- Publisher: Datamost
- Programmer: Rod Nelsen
- Platform: Apple II
- Release: 1982
- Genre: Fixed shooter
- Mode: Single-player

= Tharolian Tunnels =

1982 video game

Tharolian Tunnels is a fixed shooter for the Apple II family of computers programmed by Rod Nelsen and published by Datamost in 1982. The game is similar to Space Invaders.

==Premise==
Softdisk magazine, issue 76, gives this brief description of game's premise: "Free the planet Tharolia from rule by maniacal machines." Similar in style to Space Invaders and Datamost's Cavern Creatures, the game puts you in control of a single armed spacecraft pitted against numerous waves of attacking aliens.

==Gameplay==

The player first selects from three levels of difficulty—1) Pilot, 2) Captain, or 3) Commander—and then faces the first challenge, an attack by a slowly descending formation of aliens. This level closely parallels Space Invaders, with the aliens methodically sweeping from side to side, firing at the player, dropping slightly on each pass, and increasing in speed as their numbers dwindle.
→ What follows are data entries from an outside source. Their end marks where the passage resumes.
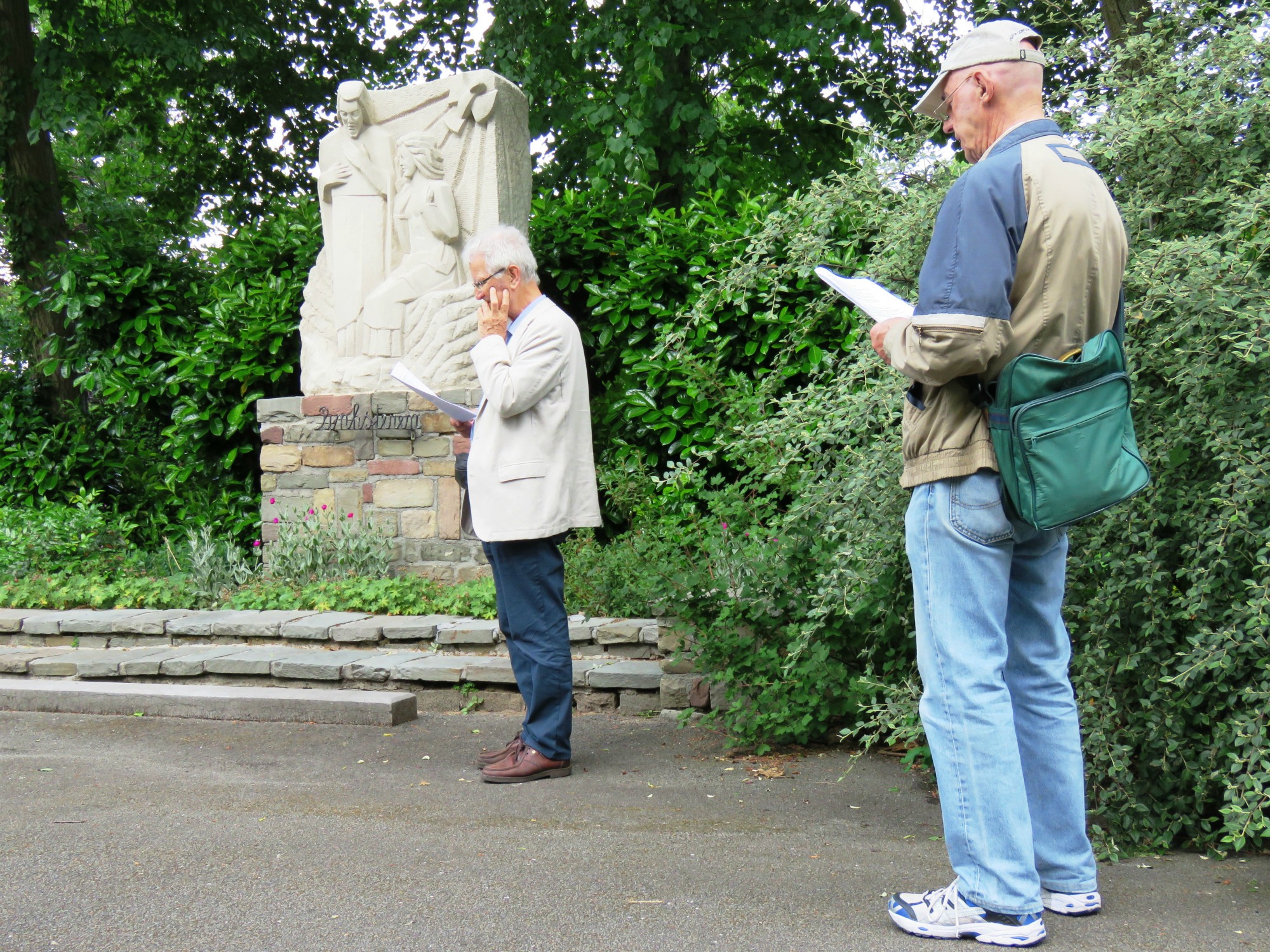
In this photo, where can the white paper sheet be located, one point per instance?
(402, 374)
(869, 296)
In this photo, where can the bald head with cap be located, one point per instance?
(990, 82)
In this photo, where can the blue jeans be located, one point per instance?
(998, 705)
(529, 583)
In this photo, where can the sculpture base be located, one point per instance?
(387, 458)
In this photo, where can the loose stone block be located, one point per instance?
(676, 690)
(581, 631)
(580, 672)
(403, 494)
(303, 480)
(150, 666)
(471, 573)
(413, 628)
(197, 625)
(393, 468)
(436, 423)
(252, 661)
(438, 668)
(595, 701)
(150, 623)
(280, 411)
(490, 671)
(275, 459)
(96, 623)
(317, 628)
(328, 456)
(43, 624)
(394, 447)
(318, 666)
(389, 403)
(379, 668)
(420, 524)
(88, 664)
(432, 446)
(449, 508)
(641, 676)
(637, 703)
(356, 474)
(471, 633)
(624, 633)
(15, 661)
(332, 404)
(256, 625)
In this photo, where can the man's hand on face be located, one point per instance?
(879, 334)
(493, 314)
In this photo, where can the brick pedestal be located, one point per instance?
(385, 458)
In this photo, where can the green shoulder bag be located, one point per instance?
(1064, 432)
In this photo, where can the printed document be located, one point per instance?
(402, 374)
(869, 296)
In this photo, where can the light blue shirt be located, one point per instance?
(514, 326)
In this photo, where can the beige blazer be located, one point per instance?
(531, 473)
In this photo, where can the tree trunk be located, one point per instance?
(1123, 17)
(34, 218)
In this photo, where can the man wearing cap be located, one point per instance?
(1027, 257)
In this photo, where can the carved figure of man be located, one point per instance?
(427, 227)
(355, 187)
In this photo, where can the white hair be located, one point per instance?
(504, 246)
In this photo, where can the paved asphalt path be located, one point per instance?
(148, 835)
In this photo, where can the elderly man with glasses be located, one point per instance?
(531, 479)
(1028, 257)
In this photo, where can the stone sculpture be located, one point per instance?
(408, 177)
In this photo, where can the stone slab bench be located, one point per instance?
(600, 684)
(209, 701)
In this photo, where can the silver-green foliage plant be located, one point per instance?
(327, 545)
(217, 565)
(1169, 595)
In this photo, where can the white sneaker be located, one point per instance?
(944, 915)
(1073, 903)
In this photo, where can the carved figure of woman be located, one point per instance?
(427, 225)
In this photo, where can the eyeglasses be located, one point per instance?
(483, 282)
(942, 110)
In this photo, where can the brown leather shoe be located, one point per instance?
(493, 757)
(525, 765)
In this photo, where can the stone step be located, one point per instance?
(629, 638)
(209, 701)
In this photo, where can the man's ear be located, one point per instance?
(987, 88)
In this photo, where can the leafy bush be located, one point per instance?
(79, 536)
(1169, 596)
(407, 595)
(65, 592)
(327, 545)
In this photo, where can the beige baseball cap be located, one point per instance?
(995, 41)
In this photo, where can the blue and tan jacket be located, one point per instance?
(1028, 257)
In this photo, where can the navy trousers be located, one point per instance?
(529, 581)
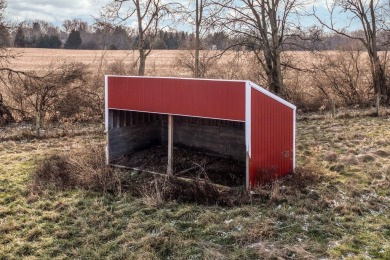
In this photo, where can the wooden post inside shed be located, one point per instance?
(170, 145)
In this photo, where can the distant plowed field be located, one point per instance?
(161, 61)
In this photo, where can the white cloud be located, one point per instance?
(53, 11)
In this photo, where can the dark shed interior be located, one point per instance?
(132, 133)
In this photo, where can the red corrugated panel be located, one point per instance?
(201, 98)
(272, 131)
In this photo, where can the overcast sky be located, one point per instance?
(54, 11)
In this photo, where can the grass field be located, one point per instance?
(341, 211)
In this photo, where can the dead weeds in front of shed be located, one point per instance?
(332, 213)
(83, 168)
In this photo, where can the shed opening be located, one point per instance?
(202, 147)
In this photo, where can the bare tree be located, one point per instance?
(147, 14)
(75, 25)
(262, 27)
(41, 92)
(371, 16)
(199, 14)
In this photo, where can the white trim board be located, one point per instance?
(271, 95)
(257, 87)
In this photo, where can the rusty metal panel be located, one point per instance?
(190, 97)
(272, 138)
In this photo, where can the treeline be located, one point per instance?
(78, 34)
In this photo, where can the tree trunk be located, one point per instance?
(197, 39)
(141, 41)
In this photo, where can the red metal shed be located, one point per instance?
(268, 121)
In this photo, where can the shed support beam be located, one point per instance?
(170, 145)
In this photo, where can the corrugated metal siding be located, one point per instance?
(271, 138)
(201, 98)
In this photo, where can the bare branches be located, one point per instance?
(262, 27)
(148, 16)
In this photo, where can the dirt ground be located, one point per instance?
(190, 164)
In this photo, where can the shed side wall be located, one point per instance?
(199, 98)
(272, 138)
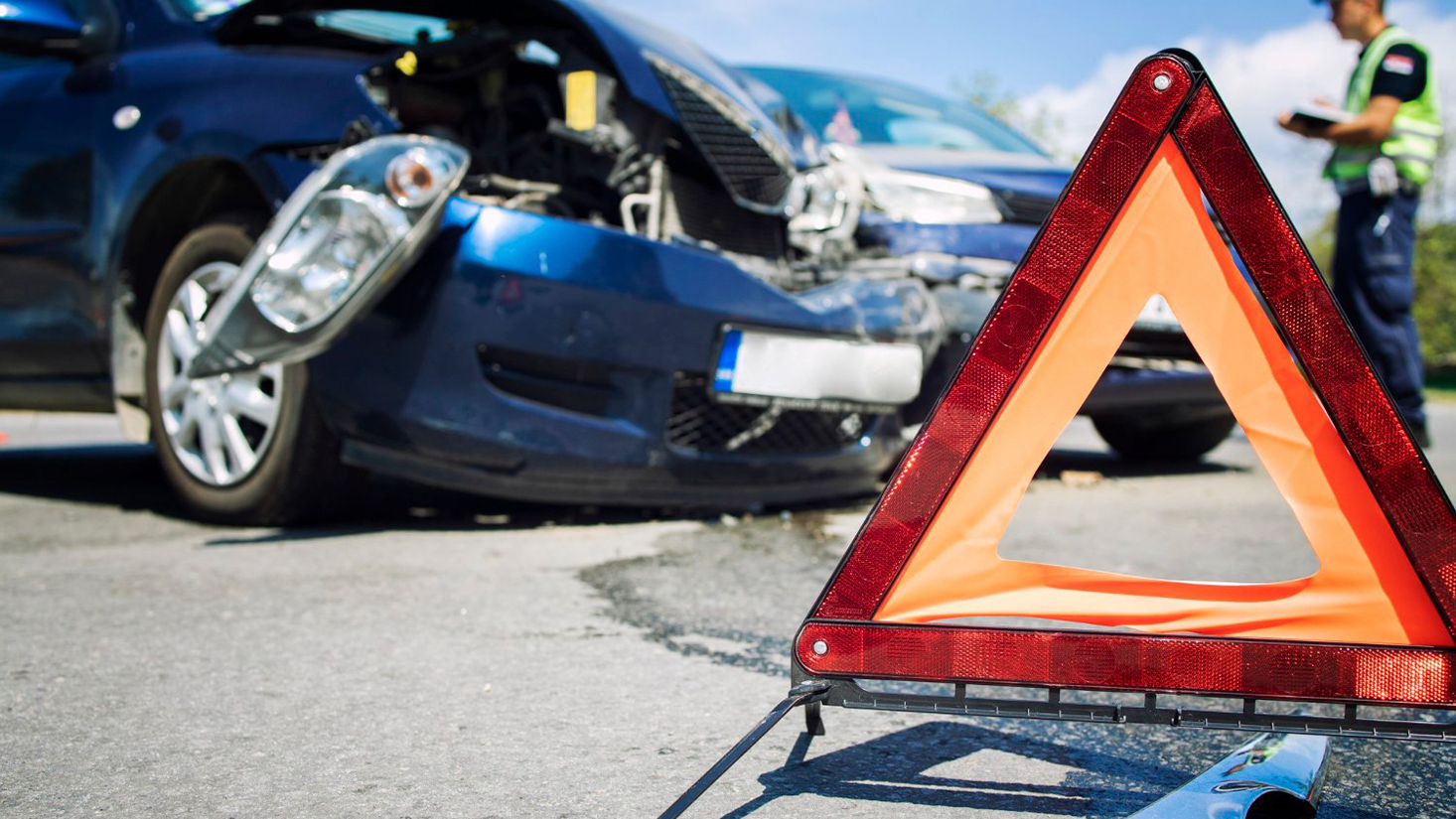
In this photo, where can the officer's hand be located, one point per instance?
(1287, 122)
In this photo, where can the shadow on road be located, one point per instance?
(127, 476)
(897, 768)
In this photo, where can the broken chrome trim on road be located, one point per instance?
(332, 252)
(1273, 774)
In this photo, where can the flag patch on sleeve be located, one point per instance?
(1398, 65)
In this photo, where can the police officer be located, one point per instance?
(1383, 153)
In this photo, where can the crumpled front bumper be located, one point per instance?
(549, 359)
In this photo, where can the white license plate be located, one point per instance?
(808, 368)
(1156, 316)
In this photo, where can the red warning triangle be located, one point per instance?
(1374, 624)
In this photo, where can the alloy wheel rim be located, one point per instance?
(218, 427)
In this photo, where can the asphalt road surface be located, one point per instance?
(449, 656)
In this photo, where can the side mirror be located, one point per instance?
(34, 28)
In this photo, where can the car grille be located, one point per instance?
(699, 424)
(708, 214)
(743, 160)
(1025, 208)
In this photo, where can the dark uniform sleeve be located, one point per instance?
(1401, 73)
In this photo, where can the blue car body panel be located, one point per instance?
(637, 312)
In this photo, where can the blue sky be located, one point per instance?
(1028, 44)
(1071, 57)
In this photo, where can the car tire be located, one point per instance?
(242, 449)
(1169, 437)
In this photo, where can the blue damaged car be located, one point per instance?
(537, 249)
(961, 196)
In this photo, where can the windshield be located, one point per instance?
(862, 111)
(204, 9)
(381, 27)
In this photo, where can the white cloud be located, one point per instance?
(1258, 80)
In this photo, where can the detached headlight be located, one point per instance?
(321, 262)
(367, 205)
(931, 200)
(331, 252)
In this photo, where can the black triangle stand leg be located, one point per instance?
(801, 696)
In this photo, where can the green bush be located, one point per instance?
(1436, 291)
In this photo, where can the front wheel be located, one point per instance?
(1165, 437)
(245, 447)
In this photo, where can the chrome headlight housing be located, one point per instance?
(331, 252)
(931, 200)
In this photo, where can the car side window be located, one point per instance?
(9, 62)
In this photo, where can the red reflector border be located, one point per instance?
(1274, 669)
(1402, 483)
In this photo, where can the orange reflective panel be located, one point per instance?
(1165, 243)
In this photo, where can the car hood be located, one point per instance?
(999, 171)
(627, 40)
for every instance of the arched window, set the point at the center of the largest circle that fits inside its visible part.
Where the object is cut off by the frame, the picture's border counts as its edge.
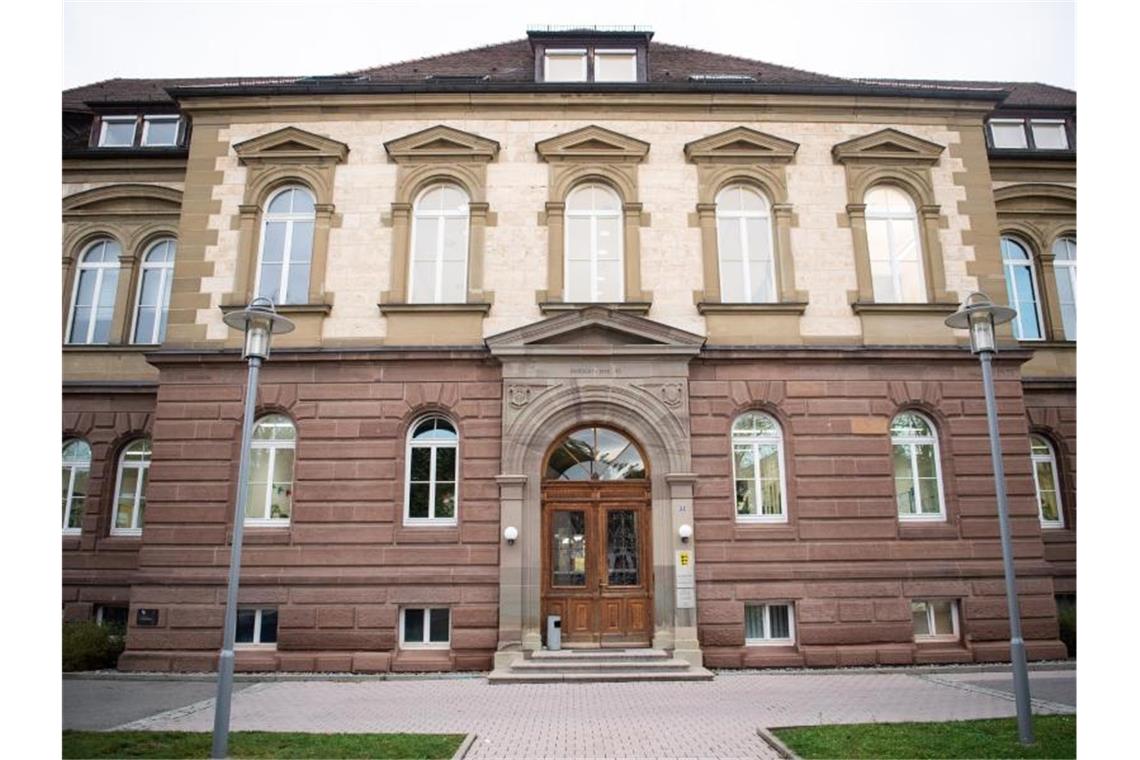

Unlike Space Invaders, the player has no protective barriers and must also dodge fiery meteors.

Subsequent levels throw different challenges at the player, such as carefully navigating down narrow, winding tunnels, dodging and attacking oncoming aliens and passing through pulsing energy barriers.

Players begin with three ships, each of which begins with a supply of fuel that it steadily consumes. The game ends when the last ship is destroyed.